There are also some problems that arise for me when I also consider the group themselves. Their concept is highly homo-erotic in nature and features that stereotypical sexualisation of male homosexuality with all the leather, caps and mini-jackets. Many people have come to the conclusion that the members themselves are homosexual, but that is irrelevant to me. What I can see in their image however, is the gross commodification of male homosexuality. I have a few gay friends and I can empathise with their frustration at the pressure they feel to live up to the media’s portrayal of homosexuality and I cannot help but feel that N.O.M are perpetuating this, and considering how hard it must be to get noticed on the K-Pop scene, the cynical side of me sees the producers of N.O.M rubbing their hands together in glee.

Then again, this concept has clearly not been all that successful when confronted with obstacle of using the South Korean media to promote it. This group has basically faced a shutdown in terms of media platforms made available to them precisely because of their controversial image. It makes me feel that my prior cynicism is misplaced, surely they would have known the adverse reaction they were opening themselves up to by taking on this position? Perhaps they are using this concept for more genuine reasons than to simply shock and gain attention?
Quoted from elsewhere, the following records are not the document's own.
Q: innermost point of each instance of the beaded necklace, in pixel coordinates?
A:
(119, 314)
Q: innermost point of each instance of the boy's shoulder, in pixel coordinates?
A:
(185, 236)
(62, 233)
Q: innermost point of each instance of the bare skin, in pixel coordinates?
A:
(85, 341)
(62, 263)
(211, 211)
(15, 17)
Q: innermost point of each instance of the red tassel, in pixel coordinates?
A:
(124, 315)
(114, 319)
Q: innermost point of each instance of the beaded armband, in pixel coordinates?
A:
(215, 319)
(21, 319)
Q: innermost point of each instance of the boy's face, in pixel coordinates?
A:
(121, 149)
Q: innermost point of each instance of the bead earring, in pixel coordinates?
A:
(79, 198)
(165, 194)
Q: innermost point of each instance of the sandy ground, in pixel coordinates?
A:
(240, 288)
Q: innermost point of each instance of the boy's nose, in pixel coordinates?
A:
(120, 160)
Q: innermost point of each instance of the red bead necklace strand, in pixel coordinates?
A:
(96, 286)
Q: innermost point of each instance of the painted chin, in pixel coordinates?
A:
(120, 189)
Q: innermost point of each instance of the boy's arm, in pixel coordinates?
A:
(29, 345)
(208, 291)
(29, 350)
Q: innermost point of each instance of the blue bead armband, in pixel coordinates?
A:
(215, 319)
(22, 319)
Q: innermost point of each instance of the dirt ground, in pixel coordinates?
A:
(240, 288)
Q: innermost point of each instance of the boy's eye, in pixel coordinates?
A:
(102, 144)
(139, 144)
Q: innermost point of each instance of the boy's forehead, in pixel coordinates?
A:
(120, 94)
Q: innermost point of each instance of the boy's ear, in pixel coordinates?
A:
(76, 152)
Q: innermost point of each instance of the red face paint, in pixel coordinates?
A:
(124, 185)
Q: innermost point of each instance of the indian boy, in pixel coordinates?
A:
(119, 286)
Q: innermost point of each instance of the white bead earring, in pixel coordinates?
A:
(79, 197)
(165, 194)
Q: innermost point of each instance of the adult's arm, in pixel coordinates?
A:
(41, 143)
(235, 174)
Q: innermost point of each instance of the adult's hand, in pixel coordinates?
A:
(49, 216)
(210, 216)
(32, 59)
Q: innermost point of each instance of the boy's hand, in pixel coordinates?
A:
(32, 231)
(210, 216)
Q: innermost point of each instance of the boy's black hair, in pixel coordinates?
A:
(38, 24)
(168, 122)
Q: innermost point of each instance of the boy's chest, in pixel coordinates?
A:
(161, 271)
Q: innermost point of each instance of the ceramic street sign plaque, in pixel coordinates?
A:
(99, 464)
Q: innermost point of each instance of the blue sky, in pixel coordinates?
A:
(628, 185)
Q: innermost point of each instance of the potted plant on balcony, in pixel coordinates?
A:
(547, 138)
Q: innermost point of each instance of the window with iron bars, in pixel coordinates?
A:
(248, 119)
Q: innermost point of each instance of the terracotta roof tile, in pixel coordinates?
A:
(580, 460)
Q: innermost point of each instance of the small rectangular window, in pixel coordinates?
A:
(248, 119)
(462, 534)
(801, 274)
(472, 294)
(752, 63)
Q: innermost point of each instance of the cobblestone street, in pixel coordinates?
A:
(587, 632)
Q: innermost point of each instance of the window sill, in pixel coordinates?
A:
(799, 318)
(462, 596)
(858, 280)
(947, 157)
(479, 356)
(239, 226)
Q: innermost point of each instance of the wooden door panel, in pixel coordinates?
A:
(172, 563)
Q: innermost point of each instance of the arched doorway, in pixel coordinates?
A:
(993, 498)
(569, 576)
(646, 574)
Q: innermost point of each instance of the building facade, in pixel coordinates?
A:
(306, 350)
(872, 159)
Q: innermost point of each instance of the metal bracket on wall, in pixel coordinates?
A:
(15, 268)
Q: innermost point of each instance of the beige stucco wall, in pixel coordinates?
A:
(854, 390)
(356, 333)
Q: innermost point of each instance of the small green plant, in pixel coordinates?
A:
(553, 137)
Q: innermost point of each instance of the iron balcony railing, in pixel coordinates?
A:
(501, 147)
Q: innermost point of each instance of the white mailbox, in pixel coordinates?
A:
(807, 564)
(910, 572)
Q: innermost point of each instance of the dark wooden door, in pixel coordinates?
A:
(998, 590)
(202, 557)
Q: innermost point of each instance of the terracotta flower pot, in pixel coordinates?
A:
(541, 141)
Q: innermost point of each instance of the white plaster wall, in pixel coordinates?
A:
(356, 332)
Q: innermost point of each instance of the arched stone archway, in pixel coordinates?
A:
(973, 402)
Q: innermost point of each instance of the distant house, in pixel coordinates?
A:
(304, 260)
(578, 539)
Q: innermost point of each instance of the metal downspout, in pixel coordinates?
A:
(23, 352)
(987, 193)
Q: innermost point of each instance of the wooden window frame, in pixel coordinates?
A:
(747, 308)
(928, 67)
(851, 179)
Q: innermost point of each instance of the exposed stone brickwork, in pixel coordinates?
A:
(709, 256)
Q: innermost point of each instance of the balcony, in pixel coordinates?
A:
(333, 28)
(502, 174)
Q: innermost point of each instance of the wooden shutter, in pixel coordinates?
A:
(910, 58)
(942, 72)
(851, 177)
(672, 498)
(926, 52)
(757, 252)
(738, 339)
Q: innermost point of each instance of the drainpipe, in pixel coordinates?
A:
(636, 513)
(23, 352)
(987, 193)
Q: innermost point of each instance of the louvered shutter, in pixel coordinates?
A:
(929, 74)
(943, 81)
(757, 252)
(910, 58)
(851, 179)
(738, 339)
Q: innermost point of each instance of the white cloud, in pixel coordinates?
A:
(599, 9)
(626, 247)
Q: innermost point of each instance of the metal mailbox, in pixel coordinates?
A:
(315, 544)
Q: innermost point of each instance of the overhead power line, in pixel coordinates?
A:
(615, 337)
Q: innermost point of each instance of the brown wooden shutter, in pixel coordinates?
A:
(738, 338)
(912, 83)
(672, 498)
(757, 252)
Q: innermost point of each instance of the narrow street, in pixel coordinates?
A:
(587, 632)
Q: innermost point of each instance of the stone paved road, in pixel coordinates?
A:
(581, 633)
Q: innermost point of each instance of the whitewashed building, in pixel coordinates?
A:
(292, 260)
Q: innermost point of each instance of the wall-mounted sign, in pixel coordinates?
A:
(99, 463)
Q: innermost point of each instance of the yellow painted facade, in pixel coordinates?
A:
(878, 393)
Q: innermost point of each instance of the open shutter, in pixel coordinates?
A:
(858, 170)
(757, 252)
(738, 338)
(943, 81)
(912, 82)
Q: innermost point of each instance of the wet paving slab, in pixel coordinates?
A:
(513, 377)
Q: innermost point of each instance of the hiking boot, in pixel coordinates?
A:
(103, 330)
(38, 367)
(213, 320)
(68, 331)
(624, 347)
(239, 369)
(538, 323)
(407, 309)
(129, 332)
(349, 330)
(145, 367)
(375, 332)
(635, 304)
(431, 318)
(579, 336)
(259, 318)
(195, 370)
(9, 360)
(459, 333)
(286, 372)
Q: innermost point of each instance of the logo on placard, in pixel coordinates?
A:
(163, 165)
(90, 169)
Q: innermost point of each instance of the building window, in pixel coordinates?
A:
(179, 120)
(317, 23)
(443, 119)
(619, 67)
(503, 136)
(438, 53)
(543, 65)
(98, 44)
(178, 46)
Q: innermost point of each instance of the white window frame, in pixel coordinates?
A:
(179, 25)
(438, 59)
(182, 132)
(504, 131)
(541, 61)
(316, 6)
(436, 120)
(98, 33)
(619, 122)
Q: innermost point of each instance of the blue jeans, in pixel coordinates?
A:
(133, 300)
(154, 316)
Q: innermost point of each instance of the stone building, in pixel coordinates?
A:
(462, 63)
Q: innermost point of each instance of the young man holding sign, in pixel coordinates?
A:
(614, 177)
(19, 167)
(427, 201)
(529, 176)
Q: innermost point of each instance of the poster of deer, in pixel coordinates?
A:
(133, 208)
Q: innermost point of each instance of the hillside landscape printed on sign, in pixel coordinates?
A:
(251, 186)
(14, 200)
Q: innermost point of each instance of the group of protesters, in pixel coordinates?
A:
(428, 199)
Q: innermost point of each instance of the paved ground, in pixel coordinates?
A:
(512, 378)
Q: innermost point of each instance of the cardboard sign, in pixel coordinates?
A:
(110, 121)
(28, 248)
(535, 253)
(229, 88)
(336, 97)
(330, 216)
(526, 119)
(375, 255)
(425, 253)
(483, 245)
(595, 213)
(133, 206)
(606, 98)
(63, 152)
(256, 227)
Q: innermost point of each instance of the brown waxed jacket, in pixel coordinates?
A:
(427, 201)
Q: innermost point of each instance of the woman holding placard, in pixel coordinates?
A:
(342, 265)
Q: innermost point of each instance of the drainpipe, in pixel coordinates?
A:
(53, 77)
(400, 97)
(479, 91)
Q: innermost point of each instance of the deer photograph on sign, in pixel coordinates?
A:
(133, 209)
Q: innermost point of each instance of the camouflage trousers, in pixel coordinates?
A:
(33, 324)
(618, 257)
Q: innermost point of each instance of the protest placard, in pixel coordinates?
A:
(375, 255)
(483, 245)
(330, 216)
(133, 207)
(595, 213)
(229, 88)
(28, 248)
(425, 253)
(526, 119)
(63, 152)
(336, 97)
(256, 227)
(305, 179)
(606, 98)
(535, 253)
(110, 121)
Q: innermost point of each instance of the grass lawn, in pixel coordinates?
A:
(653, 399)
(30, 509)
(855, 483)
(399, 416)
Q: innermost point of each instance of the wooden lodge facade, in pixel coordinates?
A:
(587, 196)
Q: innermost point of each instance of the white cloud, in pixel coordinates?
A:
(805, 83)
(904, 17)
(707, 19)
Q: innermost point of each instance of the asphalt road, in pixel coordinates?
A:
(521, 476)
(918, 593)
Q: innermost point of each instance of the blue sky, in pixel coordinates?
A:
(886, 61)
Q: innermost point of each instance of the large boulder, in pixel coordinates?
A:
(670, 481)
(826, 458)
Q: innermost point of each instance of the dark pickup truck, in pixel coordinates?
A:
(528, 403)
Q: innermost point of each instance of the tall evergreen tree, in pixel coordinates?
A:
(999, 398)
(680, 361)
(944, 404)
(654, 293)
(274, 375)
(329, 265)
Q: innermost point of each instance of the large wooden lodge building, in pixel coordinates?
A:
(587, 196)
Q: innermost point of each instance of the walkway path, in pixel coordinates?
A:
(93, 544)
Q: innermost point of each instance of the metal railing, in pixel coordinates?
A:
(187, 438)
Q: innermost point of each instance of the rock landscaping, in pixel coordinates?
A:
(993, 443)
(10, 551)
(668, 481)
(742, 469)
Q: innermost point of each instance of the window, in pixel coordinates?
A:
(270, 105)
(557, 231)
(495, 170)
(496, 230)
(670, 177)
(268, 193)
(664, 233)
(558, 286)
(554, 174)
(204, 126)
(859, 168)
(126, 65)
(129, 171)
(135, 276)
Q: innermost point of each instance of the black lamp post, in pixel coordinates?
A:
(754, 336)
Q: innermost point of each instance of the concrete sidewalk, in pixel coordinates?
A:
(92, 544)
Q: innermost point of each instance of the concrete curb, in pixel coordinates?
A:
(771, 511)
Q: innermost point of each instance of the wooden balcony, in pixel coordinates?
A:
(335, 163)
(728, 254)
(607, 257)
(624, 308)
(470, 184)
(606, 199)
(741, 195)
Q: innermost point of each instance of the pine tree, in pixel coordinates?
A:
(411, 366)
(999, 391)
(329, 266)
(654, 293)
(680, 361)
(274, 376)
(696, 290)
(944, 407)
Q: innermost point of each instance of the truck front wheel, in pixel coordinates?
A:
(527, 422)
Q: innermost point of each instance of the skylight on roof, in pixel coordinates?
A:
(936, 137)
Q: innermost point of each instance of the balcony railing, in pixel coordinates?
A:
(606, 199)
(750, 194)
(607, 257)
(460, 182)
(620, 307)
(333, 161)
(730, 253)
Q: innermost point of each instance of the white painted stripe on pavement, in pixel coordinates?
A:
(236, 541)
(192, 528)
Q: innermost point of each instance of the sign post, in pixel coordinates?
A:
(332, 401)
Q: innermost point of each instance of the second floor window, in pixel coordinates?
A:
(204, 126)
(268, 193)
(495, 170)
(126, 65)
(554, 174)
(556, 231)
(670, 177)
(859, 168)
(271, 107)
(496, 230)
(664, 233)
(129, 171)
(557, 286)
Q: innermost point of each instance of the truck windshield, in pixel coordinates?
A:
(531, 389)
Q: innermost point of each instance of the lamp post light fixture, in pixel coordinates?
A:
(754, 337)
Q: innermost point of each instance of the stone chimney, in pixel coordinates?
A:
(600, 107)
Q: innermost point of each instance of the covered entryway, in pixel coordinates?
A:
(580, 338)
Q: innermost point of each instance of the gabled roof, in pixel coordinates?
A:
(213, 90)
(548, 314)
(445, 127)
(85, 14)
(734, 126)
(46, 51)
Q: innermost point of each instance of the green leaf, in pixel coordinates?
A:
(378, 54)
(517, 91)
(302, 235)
The fellow staff member that brought this group to my attention suggested the idea that their concept partly existed to parody the homosexual undertones and homo-eroticism that is already present in the world of K-Pop. The area of ‘fanservice’ instantly comes to mind here, where idols of the same-sex will often engage in intimate ‘skinship’ to the delight of many fans and often entertain the ‘shippers’ of many same-sex idol couples created through fans’ slash-fiction writing. There are also many occasions where games in variety shows will encourage idol members to connect their bodies and lips (through paper), the results are often passed off as comedic accidents, but the very fact that these groups are participating in such games has a latent homo-erotic vibe to it.

Whether the intentions of N.O.M and their producers and pure or not, this is a representation of homosexuality in South Korea and, whether or not I agree with the nature of these representations, I think it is much-needed in a country where only one celebrity has come forward to express his homosexuality. Even though N.O.M’s concept may perpetuate hyper-sexualised stereotypes of homosexuality, I hope it gives the homosexual men and women of South Korea the strength to be happy in themselves and the knowledge that they are not alone. I sense that, much like in Britain, the younger generations are often more accepting of homosexuality than the older generations. Perhaps the passing of time and the presence of public figures such as Suk Chun and N.O.M will increase the acceptance of sexualities other than the heterosexual in South Korea.